The BBC says the central bank is hoping to offer banks government bonds, one of the safest investments, in exchange for mortgages held by British banks – whose value has been affected by the US housing crisis.
Government bonds will have a maturity of up to a year under the reported plans, meaning under existing accounting procedures they will not be considered part of the country’s national debt.
US Federal Reserve chairman Ben Bernanke announced a similar move to US banks for troubled subprime loans earlier this month alongside measures to allow investment banks to borrow directly from the American central bank.
The inability of US homeowners to meet mortgage payments has led to global concerns as investment banks had created securities tied to these loans that were sold to investors and institutions around the world.
Financial institutions around the world have written off close to $200 billion (£100 billion) as housing investments turned worthless, with the world’s biggest investment banks such as Citigroup, Merrill Lynch and UBS reporting quarterly losses in the billions due to the defaults.

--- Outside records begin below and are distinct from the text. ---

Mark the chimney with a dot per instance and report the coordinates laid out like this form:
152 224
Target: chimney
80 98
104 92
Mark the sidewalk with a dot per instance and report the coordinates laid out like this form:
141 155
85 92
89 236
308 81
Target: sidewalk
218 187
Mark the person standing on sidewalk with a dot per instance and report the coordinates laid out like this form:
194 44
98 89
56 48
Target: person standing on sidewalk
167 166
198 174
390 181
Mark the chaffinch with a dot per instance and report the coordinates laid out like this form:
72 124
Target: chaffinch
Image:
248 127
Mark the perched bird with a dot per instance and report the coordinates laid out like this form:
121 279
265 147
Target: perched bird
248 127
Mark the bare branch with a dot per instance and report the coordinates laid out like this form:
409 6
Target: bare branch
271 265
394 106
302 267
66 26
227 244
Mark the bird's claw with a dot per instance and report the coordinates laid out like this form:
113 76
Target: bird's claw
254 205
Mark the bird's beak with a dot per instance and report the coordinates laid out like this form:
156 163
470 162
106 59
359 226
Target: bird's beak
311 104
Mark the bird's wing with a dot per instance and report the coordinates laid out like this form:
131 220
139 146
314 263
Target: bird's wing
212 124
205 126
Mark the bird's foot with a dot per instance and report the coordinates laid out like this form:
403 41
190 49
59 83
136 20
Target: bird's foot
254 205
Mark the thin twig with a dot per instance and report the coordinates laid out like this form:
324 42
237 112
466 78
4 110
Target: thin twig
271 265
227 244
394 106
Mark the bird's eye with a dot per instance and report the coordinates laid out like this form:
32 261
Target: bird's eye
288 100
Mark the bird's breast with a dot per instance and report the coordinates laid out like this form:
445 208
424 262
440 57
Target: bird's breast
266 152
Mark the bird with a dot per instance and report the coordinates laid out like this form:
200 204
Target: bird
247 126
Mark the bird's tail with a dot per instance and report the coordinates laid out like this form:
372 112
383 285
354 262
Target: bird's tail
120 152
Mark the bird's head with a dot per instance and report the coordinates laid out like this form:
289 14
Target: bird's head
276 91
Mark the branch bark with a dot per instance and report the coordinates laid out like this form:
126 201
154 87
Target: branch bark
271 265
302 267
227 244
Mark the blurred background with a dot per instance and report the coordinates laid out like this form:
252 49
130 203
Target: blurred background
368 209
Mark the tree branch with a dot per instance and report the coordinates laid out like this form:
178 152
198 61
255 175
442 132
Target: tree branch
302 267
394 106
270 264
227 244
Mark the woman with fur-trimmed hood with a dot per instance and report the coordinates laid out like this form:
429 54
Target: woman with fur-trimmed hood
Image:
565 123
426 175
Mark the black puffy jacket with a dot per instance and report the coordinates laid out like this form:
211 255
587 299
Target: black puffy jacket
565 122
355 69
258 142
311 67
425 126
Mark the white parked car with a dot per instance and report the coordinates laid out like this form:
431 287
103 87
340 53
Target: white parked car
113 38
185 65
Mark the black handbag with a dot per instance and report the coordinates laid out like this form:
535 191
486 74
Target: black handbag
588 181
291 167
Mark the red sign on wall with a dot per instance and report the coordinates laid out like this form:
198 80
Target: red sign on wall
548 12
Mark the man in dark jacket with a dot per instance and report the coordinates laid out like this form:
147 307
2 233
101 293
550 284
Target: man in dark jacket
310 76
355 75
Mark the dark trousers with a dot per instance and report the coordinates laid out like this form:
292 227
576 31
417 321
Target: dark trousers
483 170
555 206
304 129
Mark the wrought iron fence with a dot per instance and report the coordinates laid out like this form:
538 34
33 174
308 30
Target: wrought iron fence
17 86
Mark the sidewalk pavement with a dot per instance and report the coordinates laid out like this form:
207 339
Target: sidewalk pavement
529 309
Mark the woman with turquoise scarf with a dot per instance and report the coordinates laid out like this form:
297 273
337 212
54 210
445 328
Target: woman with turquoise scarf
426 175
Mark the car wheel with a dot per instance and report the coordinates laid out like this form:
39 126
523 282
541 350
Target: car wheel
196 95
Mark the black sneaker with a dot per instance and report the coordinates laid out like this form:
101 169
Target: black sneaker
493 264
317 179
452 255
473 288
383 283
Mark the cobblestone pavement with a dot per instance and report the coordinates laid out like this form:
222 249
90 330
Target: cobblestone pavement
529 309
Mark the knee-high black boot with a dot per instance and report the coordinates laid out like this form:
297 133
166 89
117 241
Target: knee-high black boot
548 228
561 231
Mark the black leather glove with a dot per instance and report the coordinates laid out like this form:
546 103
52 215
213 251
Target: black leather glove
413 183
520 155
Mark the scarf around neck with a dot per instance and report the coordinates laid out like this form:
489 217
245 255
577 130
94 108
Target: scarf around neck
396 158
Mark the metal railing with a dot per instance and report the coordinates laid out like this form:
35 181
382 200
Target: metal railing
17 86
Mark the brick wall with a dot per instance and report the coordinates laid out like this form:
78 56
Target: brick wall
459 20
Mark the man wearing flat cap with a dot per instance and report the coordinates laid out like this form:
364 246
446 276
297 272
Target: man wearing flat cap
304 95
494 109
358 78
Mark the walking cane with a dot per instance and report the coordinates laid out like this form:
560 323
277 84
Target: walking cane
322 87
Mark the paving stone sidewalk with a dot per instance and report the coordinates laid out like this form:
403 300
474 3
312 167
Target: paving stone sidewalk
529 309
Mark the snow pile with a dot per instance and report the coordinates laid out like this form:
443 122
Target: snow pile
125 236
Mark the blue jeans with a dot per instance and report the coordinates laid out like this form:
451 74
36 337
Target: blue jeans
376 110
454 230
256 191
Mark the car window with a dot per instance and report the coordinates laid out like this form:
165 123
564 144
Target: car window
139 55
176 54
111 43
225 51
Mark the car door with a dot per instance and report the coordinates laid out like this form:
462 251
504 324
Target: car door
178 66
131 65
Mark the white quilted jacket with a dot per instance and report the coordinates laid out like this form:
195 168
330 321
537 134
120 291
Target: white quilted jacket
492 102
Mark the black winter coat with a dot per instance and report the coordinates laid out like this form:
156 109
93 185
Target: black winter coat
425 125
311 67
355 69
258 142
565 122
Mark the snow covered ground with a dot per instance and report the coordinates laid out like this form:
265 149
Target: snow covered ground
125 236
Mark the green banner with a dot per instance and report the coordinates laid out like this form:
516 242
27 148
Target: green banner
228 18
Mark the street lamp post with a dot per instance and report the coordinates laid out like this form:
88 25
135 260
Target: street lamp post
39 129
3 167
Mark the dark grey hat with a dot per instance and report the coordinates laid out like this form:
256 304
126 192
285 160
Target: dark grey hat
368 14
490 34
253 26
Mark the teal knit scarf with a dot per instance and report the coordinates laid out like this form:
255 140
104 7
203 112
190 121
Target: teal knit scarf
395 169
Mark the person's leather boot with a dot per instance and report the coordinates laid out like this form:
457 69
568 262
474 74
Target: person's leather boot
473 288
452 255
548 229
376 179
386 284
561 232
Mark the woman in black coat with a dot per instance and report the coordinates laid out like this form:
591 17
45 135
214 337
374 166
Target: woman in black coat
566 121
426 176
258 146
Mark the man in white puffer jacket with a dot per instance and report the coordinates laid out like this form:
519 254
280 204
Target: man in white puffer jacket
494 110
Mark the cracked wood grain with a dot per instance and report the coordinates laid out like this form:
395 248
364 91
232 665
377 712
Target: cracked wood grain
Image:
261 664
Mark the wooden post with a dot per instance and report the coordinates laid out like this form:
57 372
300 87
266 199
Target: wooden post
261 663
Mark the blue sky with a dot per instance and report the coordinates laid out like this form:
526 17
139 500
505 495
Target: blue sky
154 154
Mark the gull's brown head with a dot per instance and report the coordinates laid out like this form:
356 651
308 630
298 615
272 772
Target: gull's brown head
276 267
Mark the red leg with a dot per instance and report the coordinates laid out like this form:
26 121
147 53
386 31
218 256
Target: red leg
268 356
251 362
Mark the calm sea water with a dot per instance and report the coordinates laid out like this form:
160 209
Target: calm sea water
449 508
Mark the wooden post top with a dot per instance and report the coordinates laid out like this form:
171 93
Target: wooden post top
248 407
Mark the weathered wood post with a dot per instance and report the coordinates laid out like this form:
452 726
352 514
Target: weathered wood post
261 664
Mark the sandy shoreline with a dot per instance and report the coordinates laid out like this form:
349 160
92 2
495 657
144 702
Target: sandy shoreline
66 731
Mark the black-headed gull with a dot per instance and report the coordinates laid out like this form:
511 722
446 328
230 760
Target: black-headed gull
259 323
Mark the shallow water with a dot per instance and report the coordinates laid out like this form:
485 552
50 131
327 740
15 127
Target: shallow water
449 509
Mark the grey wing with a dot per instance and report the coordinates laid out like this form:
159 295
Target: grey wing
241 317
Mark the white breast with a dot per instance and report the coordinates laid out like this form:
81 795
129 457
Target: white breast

Banks have hoarded cash since then in order to deal with their losses leading to a lack of availability of funds in the credit markets.
The relatively higher rate of interest charged on banks’ lending to each other is a result of uncertainty in the global markets which the Bank of England is now acting to ease by offering bank’s safe capital in exchange for assets of doubtful value.
Earlier this year, the government nationalised mortgage specialist Northern Rock as it struggled to finance itself in the wake of the credit crisis.